Sunday, February 28
On our very first game drive (Friday afternoon/evening), we saw three of the Big Five (lion, elephant, and rhino). We saw the fourth at lunch yesterday, but it was a sad experience, rather than a thrilling one.

Meals here take place in an open-sided wooden pavilion that houses a polished wood table.that can accommodate 16 in a pinch. We had finished our tuna/pasta salad and Greek salads and were chatting with June (the owner), when some movement in the trees nearby caught my eye. A moment later, an enormous animal emerged from the thicket. It was one of the two old male Cape Buffalos who’ve been frequenting the camp – the injured one. June says he first showed up about two months ago, and something appeared to be wrong with one of his eyes. Although that seemed to clear up, he also somehow hurt his right front leg, and when he appeared yesterday, it looked broken. He would put a little weight on it, then stumble, and try to walk on just the three remaining legs. That’s not easy, when you weigh close to a ton.

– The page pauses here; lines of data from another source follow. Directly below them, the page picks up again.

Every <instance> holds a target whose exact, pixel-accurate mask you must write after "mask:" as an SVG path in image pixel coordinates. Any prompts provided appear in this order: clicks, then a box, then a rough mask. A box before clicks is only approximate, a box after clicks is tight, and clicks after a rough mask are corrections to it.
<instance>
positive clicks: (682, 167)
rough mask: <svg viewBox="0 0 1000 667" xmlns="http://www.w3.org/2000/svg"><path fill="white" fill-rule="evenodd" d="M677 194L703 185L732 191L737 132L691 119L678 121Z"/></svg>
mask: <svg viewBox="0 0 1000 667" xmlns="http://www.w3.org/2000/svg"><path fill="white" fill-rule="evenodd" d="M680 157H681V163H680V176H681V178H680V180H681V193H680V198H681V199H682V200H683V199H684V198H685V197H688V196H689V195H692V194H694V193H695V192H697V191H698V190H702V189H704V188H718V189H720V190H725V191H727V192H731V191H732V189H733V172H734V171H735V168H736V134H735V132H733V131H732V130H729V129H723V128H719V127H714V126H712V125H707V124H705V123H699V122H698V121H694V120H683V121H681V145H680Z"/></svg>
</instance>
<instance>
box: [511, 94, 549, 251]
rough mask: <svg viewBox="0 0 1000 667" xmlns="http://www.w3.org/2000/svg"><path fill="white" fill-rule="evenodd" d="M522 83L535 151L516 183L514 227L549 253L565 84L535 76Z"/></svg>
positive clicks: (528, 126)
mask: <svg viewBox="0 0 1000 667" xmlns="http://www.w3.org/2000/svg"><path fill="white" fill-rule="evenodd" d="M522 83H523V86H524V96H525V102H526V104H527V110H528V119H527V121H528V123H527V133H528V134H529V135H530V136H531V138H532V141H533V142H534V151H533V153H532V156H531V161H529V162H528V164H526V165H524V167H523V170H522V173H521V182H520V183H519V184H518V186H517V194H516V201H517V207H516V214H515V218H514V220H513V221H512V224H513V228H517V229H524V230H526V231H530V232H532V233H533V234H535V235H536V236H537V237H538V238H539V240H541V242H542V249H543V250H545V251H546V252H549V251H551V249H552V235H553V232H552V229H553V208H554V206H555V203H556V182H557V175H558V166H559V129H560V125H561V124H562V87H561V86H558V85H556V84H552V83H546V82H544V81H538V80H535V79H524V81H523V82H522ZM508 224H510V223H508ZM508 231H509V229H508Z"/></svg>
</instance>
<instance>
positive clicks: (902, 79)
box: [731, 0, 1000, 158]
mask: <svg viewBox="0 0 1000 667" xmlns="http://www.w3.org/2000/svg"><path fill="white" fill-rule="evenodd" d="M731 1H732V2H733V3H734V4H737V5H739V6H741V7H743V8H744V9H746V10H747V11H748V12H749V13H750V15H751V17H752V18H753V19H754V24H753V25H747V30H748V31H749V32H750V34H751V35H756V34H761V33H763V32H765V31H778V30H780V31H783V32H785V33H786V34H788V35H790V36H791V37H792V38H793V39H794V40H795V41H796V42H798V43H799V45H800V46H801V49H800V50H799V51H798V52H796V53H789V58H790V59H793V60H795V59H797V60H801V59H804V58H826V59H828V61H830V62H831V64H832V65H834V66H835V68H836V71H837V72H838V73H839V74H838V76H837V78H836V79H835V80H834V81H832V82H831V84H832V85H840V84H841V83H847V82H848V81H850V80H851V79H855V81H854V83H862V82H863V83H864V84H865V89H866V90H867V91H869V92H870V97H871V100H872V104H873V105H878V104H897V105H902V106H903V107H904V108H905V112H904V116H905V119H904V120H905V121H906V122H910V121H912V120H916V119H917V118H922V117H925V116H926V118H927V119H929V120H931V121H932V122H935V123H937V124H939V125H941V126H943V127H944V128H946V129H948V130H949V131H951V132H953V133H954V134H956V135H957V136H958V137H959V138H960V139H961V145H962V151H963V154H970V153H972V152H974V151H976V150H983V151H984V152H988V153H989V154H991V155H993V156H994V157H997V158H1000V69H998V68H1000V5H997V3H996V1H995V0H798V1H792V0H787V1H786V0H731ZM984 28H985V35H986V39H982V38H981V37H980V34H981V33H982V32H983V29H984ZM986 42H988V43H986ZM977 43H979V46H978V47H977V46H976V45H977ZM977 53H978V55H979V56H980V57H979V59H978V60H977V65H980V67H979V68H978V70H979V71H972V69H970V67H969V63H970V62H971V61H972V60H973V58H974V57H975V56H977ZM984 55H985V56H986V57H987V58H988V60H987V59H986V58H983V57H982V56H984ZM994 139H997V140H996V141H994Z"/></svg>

He moved into a patch of trees perhaps 200 yards away from us and lowered his head to drink from a puddle there. We, in turn, silently moved outside to stare at him in wonder. Next to him, an ordinary fighting bull would look like some kind of a miniature breed. His horns were fearsome enough to rip someone apart by accident, say if he merely shook his head too close to anyone in his vicinity. It was obvious we needed to keep our distance from him, but equally obvious that he would probably die soon. No animal so grievously injured could survive for long in the wild.

June appeared to be as anguished as I felt, at the sight of his suffering. She commented that if a car had hit him and accidentally broken his leg, the Madikwe park administration would order him euthanized. But since he had broken it naturally, their policy was to refrain from intervening in any way. Mandy from Joburg shook her head and curtly approved. “It’s nature,” she said.

This is the second visit to Mosetlha for Mandy and her jovial husband Rene, but they’ve done innumerable game drives in other places (including Kruger). Rene, who was born and educated in Zurich but immigrated to South Africa 26 years ago, hates actual on-the-ground camping. (His parents apparently dragged him and his siblings off to European campgrounds almost every weekend of his childhood.) But he and Mandy have a reverence for everything about the African bush – from the smell of the air to the antics of its smallest insect inhabitants.

Like them, I love it here because Mosetlha gives us the access to nature provided by camping but spares us all of the unpleasantness. Our beds are as padded and inviting as my bed at home. At night we let down the mosquito nets, which protect us more from any worry about potential nocturnal bedmates than actual ones. (The anopheles mosquito, which carries malaria, doesn’t live in this province of South Africa.)

We have plastic chamber pots for use after bedtime (since a trip to the composting toilet might lead to an unwanted encounter with an animal). But when I have used the toilet during daylight hours, I’ve never smelled the normal odors that I associate with such installations. Even though there’s no running water, Chris (a civil engineer by training) has installed a marvelous system for providing us with hot showers. (This involves filling a bucket with water from a portable tank, pouring it into a little wood-burning “donkey stove” that instantly raises the temperature to near boiling, mixing that with enough cold water to make the temperature just right, pouring all that into a bucket in one of the shower stalls, raising it by ropes, and then controlling its egress through a shower head by means of a little hand valve.)

The electrified fence that discourages elephants from entering the camp is solar-powered. The refrigerators that cool our beers and bottled water runs (somehow) on kerosene, and kerosene fuels the lanterns that softly illuminate everything here after dark. It’s all so ingenious, the infrastructure alone could be a tourist attraction. But the daily spectacle of the park’s non-human inhabitants takes center stage in that department.

As for the injured buffalo, he was gone from sight this morning. But June says he and his able-bodied buddy aren’t far. I’d like to see them again before we depart for our return to Johannesburg, now less than 24 hours from now.